I was wondering, I put a Pantyhose over the Intake so as not to suck anyone up but I am experiencing a problem with it and was wondering about alternatives..

1) With the various Mosses I use, it is prone to clogging all the time and soon enough no filtration..

The mesh I believe is too fine... I even have used this
over a gravel Vac to siphon up debris but once again,
just too fine of material..
Before, I did use like a course foam but then I'd heard that
it was not fine enough material ( sucks up fry etc.)

Any Suggestions???


----------



## Piscesgirl (Feb 25, 2004)

I'm not sure if they come small enough for a 10 gallon, but the pre-filters made by ATI, Inc are perfect. they are black and a small cell sponge.


----------



## bharada (Apr 17, 2004)

Piscesgirl said:


> I'm not sure if they come small enough for a 10 gallon, but the pre-filters made by ATI, Inc are perfect. they are black and a small cell sponge.


Do you have any sourcing info for these pre-filters? I searched on BigAl's and ThatPetsPlace and didn't get a hit.

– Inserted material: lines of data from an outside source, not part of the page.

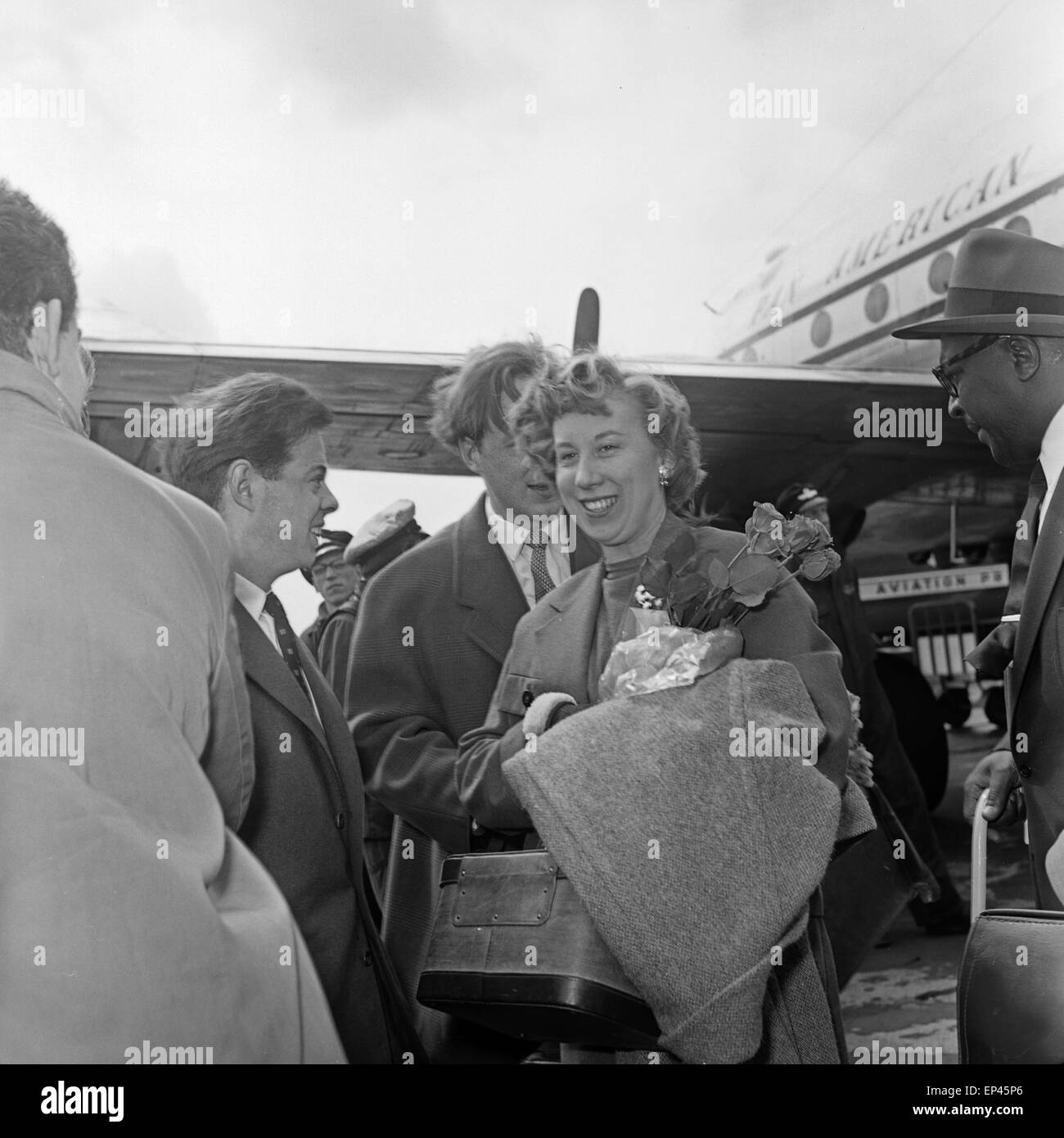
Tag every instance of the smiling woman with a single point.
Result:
(625, 458)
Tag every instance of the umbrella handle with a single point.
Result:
(979, 857)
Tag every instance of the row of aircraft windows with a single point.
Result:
(877, 298)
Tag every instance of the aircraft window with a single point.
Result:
(938, 274)
(1020, 224)
(821, 329)
(877, 300)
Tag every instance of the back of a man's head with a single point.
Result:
(34, 269)
(259, 417)
(469, 400)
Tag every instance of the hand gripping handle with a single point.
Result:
(979, 857)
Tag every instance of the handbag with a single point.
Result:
(513, 949)
(1011, 987)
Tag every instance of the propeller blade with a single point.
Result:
(585, 337)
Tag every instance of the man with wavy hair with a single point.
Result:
(434, 630)
(131, 912)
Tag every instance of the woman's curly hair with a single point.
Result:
(584, 386)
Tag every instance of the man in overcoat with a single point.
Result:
(434, 630)
(1002, 364)
(134, 922)
(265, 473)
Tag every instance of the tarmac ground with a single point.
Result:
(905, 994)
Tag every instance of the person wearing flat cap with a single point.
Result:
(335, 580)
(388, 534)
(1002, 364)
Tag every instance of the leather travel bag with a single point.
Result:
(515, 949)
(1011, 986)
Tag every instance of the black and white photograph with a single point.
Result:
(528, 536)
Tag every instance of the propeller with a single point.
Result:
(585, 336)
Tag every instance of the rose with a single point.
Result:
(819, 565)
(752, 576)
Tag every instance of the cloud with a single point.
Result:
(142, 295)
(373, 58)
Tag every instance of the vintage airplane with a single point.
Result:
(807, 384)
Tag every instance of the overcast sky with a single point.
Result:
(431, 174)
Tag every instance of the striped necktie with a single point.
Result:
(542, 578)
(993, 654)
(288, 644)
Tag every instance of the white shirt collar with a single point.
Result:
(250, 595)
(510, 537)
(1052, 455)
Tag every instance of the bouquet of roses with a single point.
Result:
(690, 603)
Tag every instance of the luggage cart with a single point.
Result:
(941, 634)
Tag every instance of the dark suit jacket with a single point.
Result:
(1035, 683)
(434, 628)
(551, 653)
(305, 825)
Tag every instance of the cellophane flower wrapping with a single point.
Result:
(655, 654)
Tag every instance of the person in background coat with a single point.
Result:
(265, 475)
(335, 580)
(434, 630)
(1002, 364)
(388, 534)
(130, 910)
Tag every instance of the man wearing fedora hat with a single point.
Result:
(1002, 364)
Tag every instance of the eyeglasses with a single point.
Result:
(940, 371)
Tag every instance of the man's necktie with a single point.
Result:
(288, 642)
(993, 656)
(541, 575)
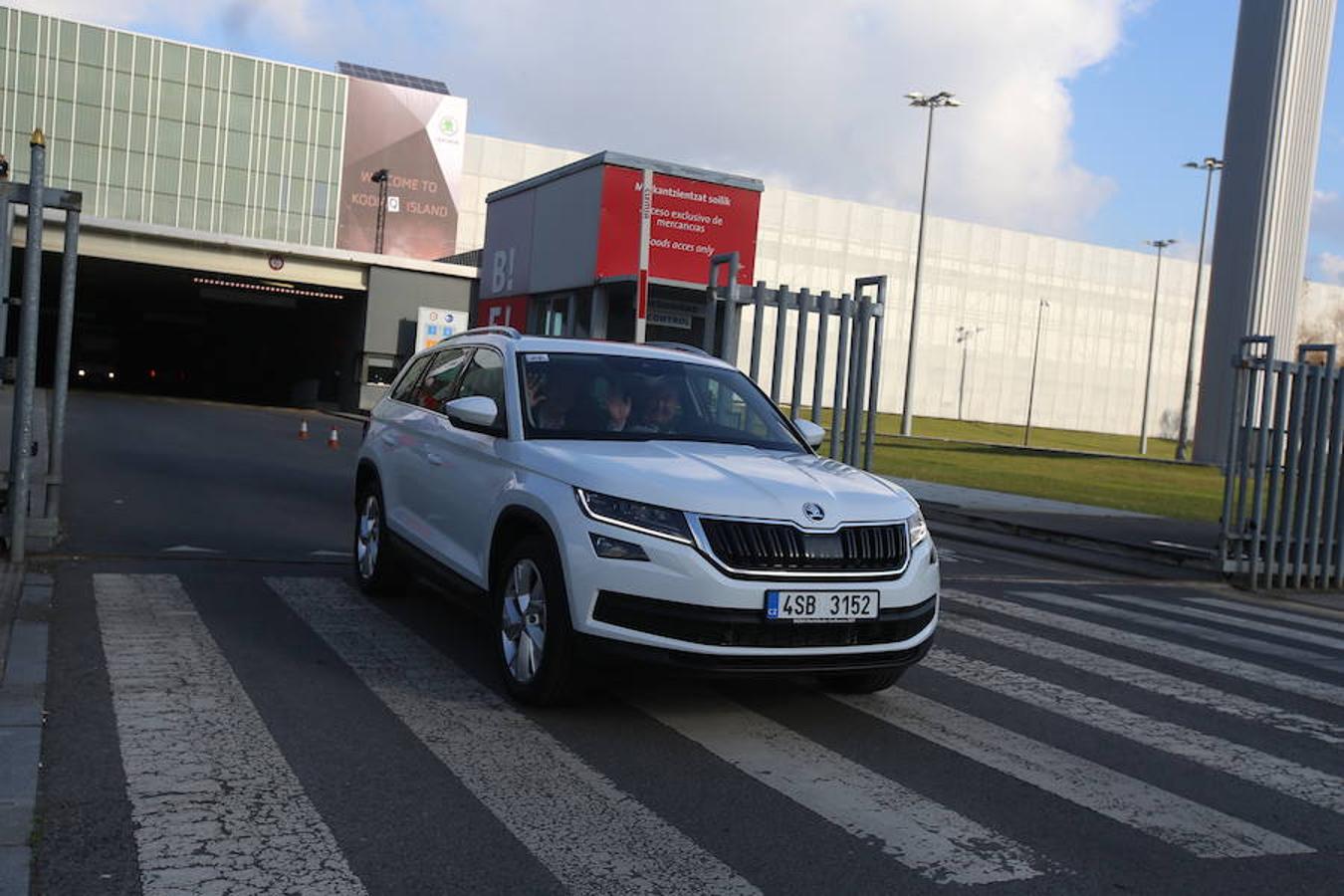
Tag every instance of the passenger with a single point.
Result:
(552, 399)
(663, 408)
(618, 403)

I currently use the ones made by Supreme for their pond pumps, but the pores are large enough to turn my cannisters into hatcheries.

Thanks.


----------



## gnatster (Mar 6, 2004)

See this site

http://www.petsforum.com/ATI/atb400.htm

For sale here

http://www.kensfish.com/ati.html


----------



## markstr (Feb 23, 2004)

Hey Thanks Everyone on the info. for this!!!!!
Think I'll try out the Hydro Filter and see how it goes...


----------



## Phil Edwards (Jan 22, 2004)

Does anyone use a UGF in their shrimp tank?


----------



## Bert H (Mar 2, 2004)

I cut the intake of the AC mini to the fat part, then cut a plug of the foam used in the filter itself and inserted it into the intake. I have to clean it every couple of weeks but it works well.


----------



## JanS (Apr 14, 2004)

Phil Edwards said:


> Does anyone use a UGF in their shrimp tank?


Yes, I do use UG's in my 2 gallon shrimp tanks and they work great. The shrimp cruise into the tube sometimes, but they always find their way back out.


----------